Ce ne sont pas les quelque cent petits habitants du village des Schtroumpfs qui sont perdus à New York. En effet, le film de Raja Gosnell se concentre sur une demi-douzaine de minuscules héros bleus. On suit ainsi le Grand Schtroumpf, la Schtroumpfette, le Schtroumpf maladroit, le Schtroumpf à lunettes, le Schtroumpf grognon et le Schtroumpf téméraire (spécialement créé pour ce film) parfaitement rendus par les équipes des effets numériques de Sony Pictures Imageworks. Mais le véritable ressort comique de ce long-métrage reste certainement le personnage de Gargamel, bête et méchant, superbement interprété par Hank Azaria, avec Azraël, son acolyte félin optimisé par des effets spéciaux un poil excessifs.

 
Le scénario, écrit à huit mains par deux des coscénaristes de Shrek 2 et par deux scénaristes de la série télévisée Spin City, ne s’inspire d’aucun album en particulier, mais reprend la trame classique des petits Schtroumpfs traqués par l’infâme Gargamel. À partir de cette base traditionnelle, il diverge totalement des BD comme des dessins animés pour plonger poursuivis et poursuivants dans ce monde parfaitement inconnu pour eux qu’est New York. Au-delà de l’intrigue centrale, l’histoire intègre de nombreux clins d’œil qui apportent une bonne dose d’humour à un film qui déjà n’en manque pas.

 
Pour être efficace, une adaptation cinématographique ne peut pas se contenter de copier la version originale, qu’il s’agisse d’un classique de la bande dessinée ou du plus grand des best-sellers de la littérature mondiale (comme un certain Seigneur des Anneaux). Il faut parfois savoir trahir l’œuvre d’origine pour créer un produit convaincant au cinéma. Raja Gosnell l’a fort bien compris et donne à ses spectateurs un film presque parfait mêlant action, humour et bons sentiments. Ce faisant, il redonne aux Schtroumpfs un potentiel commercial au-delà du seul médium BD, ce qui ne peut que plaire aux actuels détenteurs des droits des célèbres créatures bleues.

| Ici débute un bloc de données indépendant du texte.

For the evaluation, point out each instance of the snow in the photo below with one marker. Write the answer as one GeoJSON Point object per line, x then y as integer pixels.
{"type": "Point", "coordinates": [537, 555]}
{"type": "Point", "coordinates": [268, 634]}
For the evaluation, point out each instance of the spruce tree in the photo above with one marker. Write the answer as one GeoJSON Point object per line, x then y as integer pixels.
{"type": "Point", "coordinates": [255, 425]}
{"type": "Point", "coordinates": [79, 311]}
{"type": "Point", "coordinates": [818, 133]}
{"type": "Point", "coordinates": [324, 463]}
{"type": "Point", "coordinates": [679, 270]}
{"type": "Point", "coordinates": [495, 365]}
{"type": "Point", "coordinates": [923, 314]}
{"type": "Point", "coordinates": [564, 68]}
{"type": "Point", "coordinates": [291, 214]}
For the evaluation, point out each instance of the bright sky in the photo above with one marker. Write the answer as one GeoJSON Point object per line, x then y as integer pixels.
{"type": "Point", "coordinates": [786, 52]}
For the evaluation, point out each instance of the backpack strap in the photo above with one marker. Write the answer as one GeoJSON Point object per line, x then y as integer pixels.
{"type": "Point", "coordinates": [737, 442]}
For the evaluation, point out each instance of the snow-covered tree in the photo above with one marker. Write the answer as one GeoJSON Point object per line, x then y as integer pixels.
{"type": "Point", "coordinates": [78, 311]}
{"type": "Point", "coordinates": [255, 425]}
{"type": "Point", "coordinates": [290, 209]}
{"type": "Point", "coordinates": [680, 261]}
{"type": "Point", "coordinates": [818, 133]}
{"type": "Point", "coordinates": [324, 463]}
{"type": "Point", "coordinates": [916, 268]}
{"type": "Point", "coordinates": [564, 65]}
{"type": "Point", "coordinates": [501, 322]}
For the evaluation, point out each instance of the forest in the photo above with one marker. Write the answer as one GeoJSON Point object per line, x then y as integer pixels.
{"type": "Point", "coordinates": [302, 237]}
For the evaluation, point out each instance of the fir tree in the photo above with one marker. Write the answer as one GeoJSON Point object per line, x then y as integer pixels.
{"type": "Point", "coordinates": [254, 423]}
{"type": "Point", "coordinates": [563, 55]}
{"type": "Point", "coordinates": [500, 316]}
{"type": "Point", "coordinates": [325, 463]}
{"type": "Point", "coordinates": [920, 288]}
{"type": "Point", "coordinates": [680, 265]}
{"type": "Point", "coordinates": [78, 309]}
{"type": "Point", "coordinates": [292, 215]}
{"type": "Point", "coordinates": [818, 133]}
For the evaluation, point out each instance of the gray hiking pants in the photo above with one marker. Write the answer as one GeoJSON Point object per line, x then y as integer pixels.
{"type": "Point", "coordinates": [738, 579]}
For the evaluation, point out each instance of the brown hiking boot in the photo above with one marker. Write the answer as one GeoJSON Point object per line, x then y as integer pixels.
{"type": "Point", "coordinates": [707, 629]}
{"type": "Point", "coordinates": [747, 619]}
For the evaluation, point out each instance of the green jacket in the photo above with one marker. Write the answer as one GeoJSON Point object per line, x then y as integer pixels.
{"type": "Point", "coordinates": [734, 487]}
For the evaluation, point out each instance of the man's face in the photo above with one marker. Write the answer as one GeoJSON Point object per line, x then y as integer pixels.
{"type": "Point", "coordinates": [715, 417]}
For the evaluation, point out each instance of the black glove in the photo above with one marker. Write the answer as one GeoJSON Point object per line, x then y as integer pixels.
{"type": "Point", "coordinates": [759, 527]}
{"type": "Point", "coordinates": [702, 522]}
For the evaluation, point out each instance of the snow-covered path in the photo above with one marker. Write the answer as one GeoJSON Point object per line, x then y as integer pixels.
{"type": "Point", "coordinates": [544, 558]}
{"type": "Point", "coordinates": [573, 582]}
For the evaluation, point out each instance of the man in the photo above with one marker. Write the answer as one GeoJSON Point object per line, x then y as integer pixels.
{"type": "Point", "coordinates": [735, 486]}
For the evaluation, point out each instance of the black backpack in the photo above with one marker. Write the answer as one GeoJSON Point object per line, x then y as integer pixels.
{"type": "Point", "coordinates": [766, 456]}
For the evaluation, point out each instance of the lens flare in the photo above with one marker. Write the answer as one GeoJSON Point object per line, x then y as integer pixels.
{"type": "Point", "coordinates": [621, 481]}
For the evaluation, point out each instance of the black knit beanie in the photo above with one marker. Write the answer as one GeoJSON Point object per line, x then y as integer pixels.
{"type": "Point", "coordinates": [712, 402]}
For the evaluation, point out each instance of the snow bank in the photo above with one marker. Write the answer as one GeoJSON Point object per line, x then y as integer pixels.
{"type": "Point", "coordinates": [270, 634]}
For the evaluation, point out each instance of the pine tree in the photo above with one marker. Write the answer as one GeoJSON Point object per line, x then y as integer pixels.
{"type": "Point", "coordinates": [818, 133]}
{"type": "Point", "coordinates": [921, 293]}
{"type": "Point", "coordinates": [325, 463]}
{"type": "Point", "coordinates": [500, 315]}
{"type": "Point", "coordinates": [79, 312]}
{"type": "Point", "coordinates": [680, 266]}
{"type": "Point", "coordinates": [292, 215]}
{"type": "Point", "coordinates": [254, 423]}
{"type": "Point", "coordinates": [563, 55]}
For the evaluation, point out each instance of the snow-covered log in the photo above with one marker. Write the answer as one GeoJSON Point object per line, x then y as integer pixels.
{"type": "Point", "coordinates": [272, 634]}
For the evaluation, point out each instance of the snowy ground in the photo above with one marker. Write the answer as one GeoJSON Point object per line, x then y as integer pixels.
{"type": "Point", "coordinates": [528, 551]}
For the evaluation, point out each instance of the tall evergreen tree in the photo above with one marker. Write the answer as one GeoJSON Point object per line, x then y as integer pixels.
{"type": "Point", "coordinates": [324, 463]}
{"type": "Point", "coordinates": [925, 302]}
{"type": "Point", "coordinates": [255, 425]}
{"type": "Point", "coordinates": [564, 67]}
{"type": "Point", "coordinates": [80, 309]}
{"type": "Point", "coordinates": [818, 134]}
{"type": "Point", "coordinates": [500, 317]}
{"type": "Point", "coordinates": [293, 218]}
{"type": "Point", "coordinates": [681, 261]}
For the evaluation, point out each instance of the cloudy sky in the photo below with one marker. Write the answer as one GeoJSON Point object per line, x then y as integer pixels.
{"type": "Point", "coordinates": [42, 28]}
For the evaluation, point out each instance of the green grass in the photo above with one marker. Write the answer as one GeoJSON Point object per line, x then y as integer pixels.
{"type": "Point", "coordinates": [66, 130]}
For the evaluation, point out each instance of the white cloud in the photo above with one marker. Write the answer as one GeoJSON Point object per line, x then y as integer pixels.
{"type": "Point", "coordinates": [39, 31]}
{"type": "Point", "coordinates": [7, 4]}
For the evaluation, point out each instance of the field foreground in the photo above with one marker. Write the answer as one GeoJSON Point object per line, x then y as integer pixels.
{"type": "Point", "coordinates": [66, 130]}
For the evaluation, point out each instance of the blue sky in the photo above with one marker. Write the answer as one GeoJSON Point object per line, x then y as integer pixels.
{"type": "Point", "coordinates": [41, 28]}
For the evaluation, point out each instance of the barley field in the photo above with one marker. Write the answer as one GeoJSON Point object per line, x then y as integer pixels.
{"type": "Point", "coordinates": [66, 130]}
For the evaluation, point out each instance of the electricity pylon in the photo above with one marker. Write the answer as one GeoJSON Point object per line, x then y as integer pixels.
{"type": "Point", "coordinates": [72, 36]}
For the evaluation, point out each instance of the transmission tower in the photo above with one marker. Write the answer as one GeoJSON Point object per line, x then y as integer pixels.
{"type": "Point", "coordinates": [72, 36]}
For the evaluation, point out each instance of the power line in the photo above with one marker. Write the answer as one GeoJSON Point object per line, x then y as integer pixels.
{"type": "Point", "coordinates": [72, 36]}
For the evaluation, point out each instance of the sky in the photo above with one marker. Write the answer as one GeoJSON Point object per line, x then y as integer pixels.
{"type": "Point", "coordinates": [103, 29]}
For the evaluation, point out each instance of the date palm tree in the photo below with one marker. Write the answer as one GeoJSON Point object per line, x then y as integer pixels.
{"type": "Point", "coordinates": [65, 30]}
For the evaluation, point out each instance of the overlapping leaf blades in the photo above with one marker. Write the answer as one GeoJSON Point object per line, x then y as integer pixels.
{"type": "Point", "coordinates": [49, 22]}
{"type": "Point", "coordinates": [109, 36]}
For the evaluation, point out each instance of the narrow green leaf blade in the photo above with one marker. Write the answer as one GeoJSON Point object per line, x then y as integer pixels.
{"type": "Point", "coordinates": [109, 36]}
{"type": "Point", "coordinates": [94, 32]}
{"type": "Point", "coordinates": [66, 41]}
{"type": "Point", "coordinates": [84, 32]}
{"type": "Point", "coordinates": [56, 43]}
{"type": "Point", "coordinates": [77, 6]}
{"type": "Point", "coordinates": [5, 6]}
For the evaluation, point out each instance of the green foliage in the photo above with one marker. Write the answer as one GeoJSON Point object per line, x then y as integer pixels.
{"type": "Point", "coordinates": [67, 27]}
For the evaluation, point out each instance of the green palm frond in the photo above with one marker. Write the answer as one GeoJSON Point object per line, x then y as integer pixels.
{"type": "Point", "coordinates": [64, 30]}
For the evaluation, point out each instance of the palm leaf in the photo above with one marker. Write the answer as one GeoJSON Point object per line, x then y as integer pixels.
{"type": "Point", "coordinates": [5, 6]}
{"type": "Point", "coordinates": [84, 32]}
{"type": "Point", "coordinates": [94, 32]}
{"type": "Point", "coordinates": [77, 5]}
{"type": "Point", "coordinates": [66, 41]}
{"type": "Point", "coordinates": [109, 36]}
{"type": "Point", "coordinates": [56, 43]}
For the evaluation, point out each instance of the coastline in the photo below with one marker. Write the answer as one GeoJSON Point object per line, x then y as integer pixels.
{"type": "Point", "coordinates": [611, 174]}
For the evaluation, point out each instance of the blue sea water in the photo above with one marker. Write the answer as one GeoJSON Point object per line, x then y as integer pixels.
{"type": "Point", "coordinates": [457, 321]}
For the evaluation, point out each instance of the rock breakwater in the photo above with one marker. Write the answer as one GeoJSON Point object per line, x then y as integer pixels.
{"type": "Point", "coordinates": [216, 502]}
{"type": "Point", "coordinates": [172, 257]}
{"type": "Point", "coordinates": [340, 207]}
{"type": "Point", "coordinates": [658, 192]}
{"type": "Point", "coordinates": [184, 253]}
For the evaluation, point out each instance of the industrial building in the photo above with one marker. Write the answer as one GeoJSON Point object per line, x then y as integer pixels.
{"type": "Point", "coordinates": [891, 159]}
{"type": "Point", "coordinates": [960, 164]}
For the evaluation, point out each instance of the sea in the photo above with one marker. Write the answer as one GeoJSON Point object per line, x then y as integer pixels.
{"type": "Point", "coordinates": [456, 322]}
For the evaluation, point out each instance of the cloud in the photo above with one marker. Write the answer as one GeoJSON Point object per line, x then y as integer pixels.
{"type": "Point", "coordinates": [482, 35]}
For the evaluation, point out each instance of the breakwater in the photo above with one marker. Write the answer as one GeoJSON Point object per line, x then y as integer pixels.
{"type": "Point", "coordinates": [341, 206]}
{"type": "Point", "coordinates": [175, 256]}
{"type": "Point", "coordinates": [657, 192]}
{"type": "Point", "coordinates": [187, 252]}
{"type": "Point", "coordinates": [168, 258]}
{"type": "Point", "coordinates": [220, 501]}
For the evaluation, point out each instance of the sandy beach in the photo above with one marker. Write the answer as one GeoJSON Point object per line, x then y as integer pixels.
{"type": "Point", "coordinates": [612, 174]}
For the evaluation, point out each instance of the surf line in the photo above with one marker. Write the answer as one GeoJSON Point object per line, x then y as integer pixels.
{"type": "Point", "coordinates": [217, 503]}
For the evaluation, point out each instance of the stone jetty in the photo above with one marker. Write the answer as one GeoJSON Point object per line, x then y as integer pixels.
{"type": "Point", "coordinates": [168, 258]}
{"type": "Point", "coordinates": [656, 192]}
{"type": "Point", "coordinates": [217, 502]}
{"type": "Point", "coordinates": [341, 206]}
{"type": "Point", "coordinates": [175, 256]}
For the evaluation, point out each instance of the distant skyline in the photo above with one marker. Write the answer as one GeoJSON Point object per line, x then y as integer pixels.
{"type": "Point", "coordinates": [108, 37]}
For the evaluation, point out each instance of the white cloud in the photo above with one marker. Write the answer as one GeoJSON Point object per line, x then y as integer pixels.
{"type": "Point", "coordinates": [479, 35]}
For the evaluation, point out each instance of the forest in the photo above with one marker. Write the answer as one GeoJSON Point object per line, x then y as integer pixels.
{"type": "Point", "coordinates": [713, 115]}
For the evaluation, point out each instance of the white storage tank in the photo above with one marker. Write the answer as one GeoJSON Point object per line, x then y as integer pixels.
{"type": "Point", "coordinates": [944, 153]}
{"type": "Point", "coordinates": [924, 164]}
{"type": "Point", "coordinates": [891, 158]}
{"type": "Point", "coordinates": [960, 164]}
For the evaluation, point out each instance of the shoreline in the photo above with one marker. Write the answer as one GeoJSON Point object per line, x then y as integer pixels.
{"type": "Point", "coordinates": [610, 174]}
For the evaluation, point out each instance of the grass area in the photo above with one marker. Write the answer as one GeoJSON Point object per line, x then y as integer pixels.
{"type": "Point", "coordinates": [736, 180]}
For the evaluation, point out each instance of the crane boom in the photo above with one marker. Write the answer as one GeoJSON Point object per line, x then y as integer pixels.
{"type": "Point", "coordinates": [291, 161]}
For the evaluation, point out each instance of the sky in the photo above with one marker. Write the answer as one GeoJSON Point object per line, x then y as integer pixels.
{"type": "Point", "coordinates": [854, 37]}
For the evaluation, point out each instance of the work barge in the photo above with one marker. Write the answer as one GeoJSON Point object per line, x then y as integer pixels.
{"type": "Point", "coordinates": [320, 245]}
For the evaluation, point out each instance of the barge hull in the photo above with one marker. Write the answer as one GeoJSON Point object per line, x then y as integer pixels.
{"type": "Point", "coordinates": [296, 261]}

Formaté pour les salles obscures, avec un scénario suffisamment malin pour séduire le plus grand nombre, ce long-métrage peut décevoir les puristes par ses infidélités répétées à l’œuvre originale. Et pourtant, force est de constater que ces Schtroumpfs se laissent voir et revoir (puisque disponibles en blu-ray et DVD) sans déplaisir.